Jette tes vêtements et tes vivres.

Sourcier de l'ordinaire éclat.

Le glissement de la colline

Comblera la profondeur fourbe.

L'excavation secrète sous le pas.



Au moment même alors, à la seconde où, par-delà l'épaisseur démantibulée des choses, nous parviennent les premiers souffles d'un lointain, d'un être, le pas s'enfonce dans la pente, notre acuité pensante disparaît, perdue dans l'éboulis, bue par lui :



Le calme s'insinue avec l'air de la nuit

Par les pierres disjointes et le cour criblé.

A la seconde, tu as disparu

Comme une écharde dans la mer (p. 102).



Corrélatif à l'écroulement du paysage, se produit ainsi dans le poème un effacement de la pensée qui vit le paysage. Le cour existe « par défaut » ; quiconque le regarde ne voit en lui que le lieu déchirant d'une absence, d'un vide en train de s'épancher, que « le luisant d'un soc / Et la nuit grandissante» (p. 54). Une nuit qui cherche à se perdre hors d'elle en d'autres nuits : celle de l'océan (ainsi à la fin du dernier poème des Brisants. l'Oubli de soI), ou celle de la terre. Jacques Dupin ne croit donc pas aux pouvoirs de la conscience claire. Pas plus que le ciel nu, la pensée ne saurait exister en nous à l'état pur, dans un absolu de transparence. Pleinement limpide à elle-même, « inerte bûcher lucide que ne tempère aucune production de cendres» (p. 53), elle ne pourrait rien sur le réel. Pour adhérer vraiment au monde, il lui faut accepter de produire des cendres, c'est-à-dire de brûler quelque chose, de se brûler peut-être à quelque chose, de pactiser en somme avec une matière et de s'obscurcir en elle. Quand l'esprit s'est bien torturé lui-même au feu de son éternel et vain ressassement.



... la bouche à la fin, la bouche pleine de terre

Et de fureur

Se souvient que c'est elle qui brûle

Et guide les berceaux sur le fleuve (p. 53).
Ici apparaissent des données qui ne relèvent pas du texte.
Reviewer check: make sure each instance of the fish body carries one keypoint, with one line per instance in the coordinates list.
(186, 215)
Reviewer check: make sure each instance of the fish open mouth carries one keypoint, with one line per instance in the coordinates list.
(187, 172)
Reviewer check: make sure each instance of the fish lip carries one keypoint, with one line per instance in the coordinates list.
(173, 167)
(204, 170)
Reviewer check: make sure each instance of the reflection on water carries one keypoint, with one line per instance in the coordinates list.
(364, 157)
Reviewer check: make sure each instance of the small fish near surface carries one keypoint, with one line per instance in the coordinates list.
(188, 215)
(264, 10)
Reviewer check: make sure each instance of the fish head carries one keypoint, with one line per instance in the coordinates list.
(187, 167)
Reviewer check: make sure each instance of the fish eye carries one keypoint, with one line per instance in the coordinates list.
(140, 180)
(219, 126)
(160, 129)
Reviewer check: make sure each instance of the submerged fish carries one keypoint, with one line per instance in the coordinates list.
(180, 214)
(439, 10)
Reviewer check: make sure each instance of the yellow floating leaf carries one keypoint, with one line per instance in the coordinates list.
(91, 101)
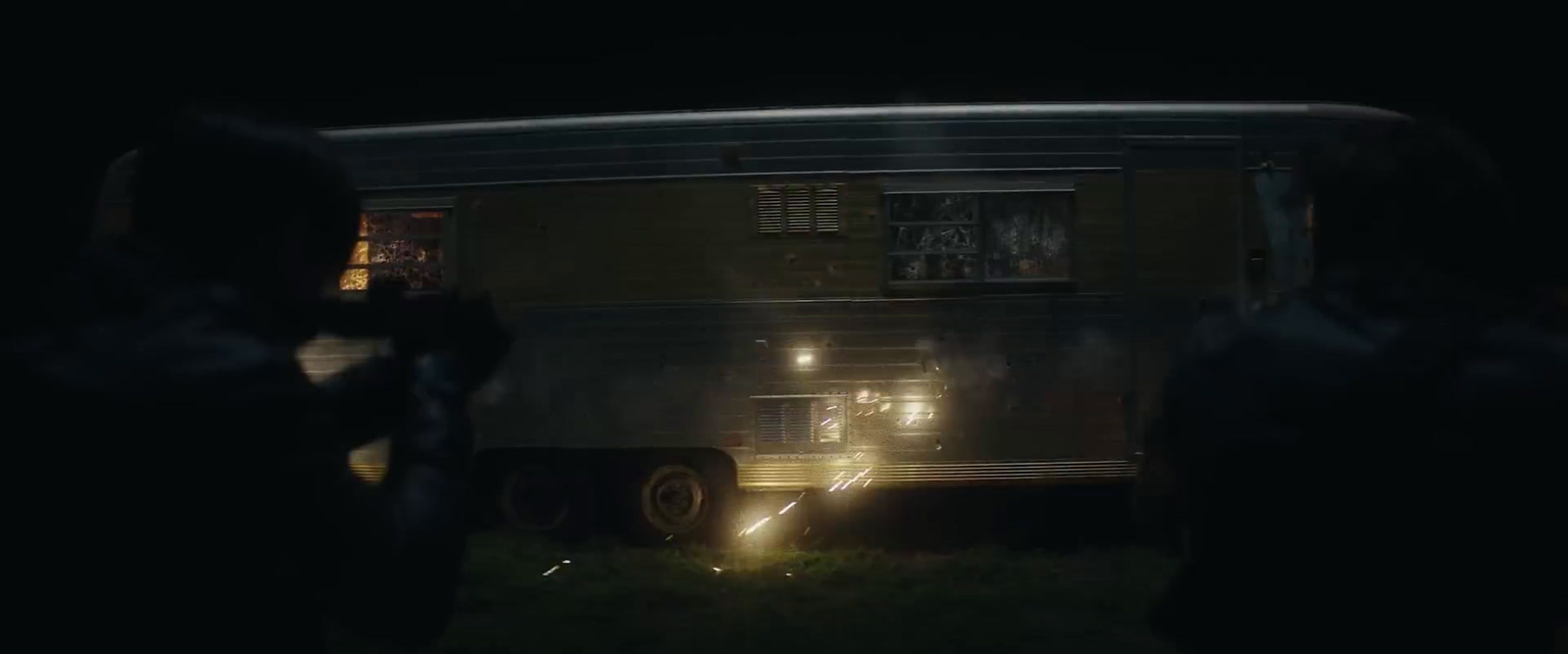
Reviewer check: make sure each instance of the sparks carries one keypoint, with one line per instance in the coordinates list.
(757, 526)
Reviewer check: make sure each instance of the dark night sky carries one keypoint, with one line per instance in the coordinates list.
(90, 115)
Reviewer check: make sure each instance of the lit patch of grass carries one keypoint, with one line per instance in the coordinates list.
(781, 601)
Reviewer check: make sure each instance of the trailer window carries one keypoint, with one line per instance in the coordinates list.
(397, 245)
(971, 237)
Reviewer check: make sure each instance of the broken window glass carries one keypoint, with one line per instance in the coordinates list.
(1027, 235)
(355, 279)
(397, 245)
(979, 235)
(933, 207)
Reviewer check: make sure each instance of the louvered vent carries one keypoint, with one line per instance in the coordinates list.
(825, 209)
(797, 211)
(804, 209)
(770, 211)
(784, 421)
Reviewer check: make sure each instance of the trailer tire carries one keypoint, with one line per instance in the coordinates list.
(681, 497)
(533, 499)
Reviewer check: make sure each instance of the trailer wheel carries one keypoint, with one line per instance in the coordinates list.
(674, 499)
(535, 499)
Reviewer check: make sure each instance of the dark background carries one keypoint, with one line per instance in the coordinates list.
(93, 94)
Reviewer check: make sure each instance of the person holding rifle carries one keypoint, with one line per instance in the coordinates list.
(211, 505)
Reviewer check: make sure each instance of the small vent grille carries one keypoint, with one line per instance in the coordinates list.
(797, 211)
(784, 421)
(770, 211)
(827, 209)
(802, 209)
(800, 421)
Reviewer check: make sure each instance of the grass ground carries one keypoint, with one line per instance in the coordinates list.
(619, 599)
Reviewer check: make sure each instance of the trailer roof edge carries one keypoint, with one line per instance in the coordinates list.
(949, 112)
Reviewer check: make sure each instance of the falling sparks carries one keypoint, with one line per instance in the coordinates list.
(757, 526)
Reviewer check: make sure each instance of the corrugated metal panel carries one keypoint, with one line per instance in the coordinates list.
(867, 140)
(776, 476)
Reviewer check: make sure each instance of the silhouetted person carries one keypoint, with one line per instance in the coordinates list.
(212, 507)
(1376, 465)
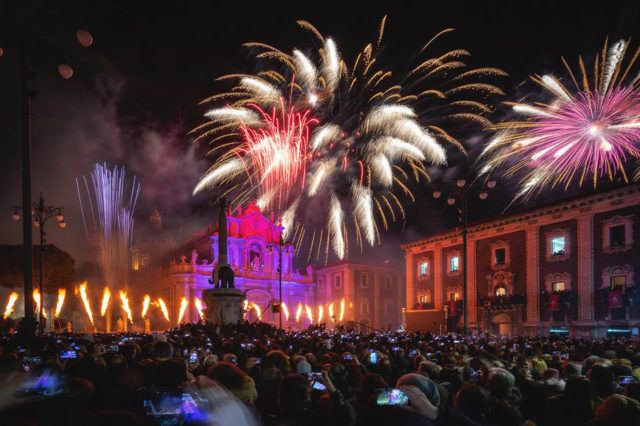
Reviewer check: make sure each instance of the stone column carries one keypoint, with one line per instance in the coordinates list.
(471, 281)
(532, 252)
(585, 269)
(438, 285)
(409, 280)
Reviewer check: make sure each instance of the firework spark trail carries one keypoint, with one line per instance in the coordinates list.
(111, 221)
(309, 312)
(200, 309)
(85, 300)
(38, 300)
(285, 310)
(298, 312)
(163, 308)
(60, 302)
(183, 308)
(299, 134)
(335, 226)
(125, 305)
(11, 303)
(104, 305)
(146, 301)
(578, 136)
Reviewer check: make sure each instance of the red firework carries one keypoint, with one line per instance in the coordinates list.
(278, 153)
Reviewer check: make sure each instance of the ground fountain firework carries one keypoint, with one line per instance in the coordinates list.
(587, 131)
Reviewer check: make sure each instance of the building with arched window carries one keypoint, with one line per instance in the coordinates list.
(570, 266)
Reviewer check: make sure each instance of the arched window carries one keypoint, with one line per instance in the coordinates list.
(255, 257)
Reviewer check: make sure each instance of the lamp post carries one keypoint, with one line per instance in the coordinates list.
(461, 194)
(40, 214)
(280, 247)
(27, 73)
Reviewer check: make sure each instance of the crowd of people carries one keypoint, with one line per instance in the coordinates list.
(253, 374)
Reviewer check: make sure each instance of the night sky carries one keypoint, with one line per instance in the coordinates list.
(134, 94)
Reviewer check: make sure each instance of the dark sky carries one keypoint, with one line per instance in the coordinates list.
(135, 92)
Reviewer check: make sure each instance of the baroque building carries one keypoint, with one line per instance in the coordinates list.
(569, 267)
(365, 296)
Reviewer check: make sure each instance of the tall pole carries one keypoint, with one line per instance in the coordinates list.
(464, 263)
(280, 282)
(41, 220)
(28, 325)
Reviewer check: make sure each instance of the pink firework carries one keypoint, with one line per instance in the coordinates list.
(278, 153)
(579, 136)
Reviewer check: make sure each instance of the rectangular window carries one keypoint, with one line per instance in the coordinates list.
(557, 246)
(423, 269)
(364, 283)
(618, 281)
(388, 285)
(617, 235)
(337, 283)
(454, 264)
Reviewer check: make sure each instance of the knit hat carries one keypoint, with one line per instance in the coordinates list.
(426, 386)
(303, 367)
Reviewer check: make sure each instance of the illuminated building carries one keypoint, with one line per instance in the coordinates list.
(569, 266)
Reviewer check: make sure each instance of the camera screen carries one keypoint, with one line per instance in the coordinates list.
(392, 397)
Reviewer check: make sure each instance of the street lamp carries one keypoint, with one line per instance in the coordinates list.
(462, 192)
(40, 214)
(24, 47)
(280, 247)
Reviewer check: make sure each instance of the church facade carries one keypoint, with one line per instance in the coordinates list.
(254, 255)
(569, 267)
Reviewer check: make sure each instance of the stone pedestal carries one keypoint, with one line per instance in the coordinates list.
(224, 305)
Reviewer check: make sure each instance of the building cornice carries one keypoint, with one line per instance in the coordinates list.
(622, 197)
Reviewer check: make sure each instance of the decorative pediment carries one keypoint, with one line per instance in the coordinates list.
(499, 262)
(453, 272)
(617, 270)
(610, 247)
(559, 277)
(500, 279)
(565, 253)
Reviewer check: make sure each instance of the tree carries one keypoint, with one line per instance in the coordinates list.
(59, 267)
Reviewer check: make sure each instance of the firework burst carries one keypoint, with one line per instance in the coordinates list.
(330, 147)
(580, 135)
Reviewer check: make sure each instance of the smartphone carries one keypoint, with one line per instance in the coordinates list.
(319, 386)
(625, 380)
(68, 355)
(314, 376)
(44, 385)
(392, 397)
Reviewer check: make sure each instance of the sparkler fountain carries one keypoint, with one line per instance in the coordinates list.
(224, 302)
(107, 214)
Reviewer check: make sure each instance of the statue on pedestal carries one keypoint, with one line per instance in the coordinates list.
(222, 273)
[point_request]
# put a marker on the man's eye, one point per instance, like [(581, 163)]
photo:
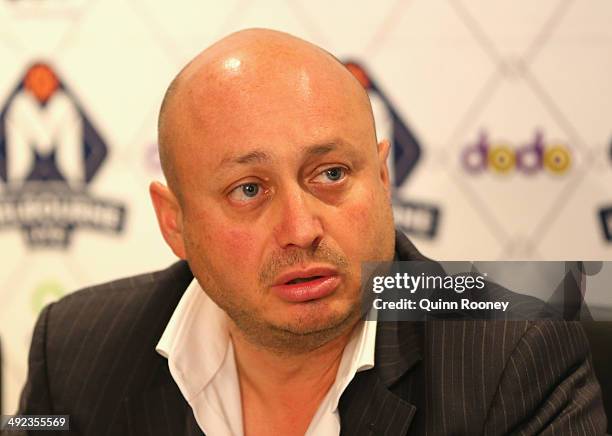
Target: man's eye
[(331, 175), (245, 192)]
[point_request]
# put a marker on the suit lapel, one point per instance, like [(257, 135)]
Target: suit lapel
[(160, 411), (368, 405)]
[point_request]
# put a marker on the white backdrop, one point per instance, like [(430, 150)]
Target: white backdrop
[(467, 88)]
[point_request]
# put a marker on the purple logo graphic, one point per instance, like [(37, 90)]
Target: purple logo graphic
[(529, 158), (416, 218), (49, 154)]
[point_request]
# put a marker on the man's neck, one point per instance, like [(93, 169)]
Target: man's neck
[(289, 386)]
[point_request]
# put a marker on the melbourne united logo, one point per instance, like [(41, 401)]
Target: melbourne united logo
[(413, 217), (49, 154)]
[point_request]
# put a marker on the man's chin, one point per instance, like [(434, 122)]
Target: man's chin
[(319, 323)]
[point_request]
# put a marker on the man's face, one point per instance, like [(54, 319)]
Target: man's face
[(283, 194)]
L'issue, qui se traduit ici en d'étonnantes images de naissance et de liquidité heureuse, contrôlée, a été découverte parce que la pensée s'est «souvenue» qu'elle était aussi parole, donc corps, un corps lié à une terre et agité par l'impulsion créatrice d'une humeur, d'une « fureur». La conscience humaine n'atteint ainsi le monde qu'à condition de se voiler, de se substantifier à demi en lui, d'y devenir ce « souffle », plus vital que spirituel, mais capable d'«ameublir» un «océan de terre» (p. 78) et d'y résoudre en son épaisseur aveugle l'abstraite « équation » qui nous torturait. Voilà pourquoi le moi poétique succombe si aisément au lyrisme de l'enfoncement et du chaos : il y trouve le champ d'une opacification, les gestes annulants d'un paroxysme, l'occasion d'une perte qui prélude peut-être à une renaissance, au rejaillissement d'une « ingénuité».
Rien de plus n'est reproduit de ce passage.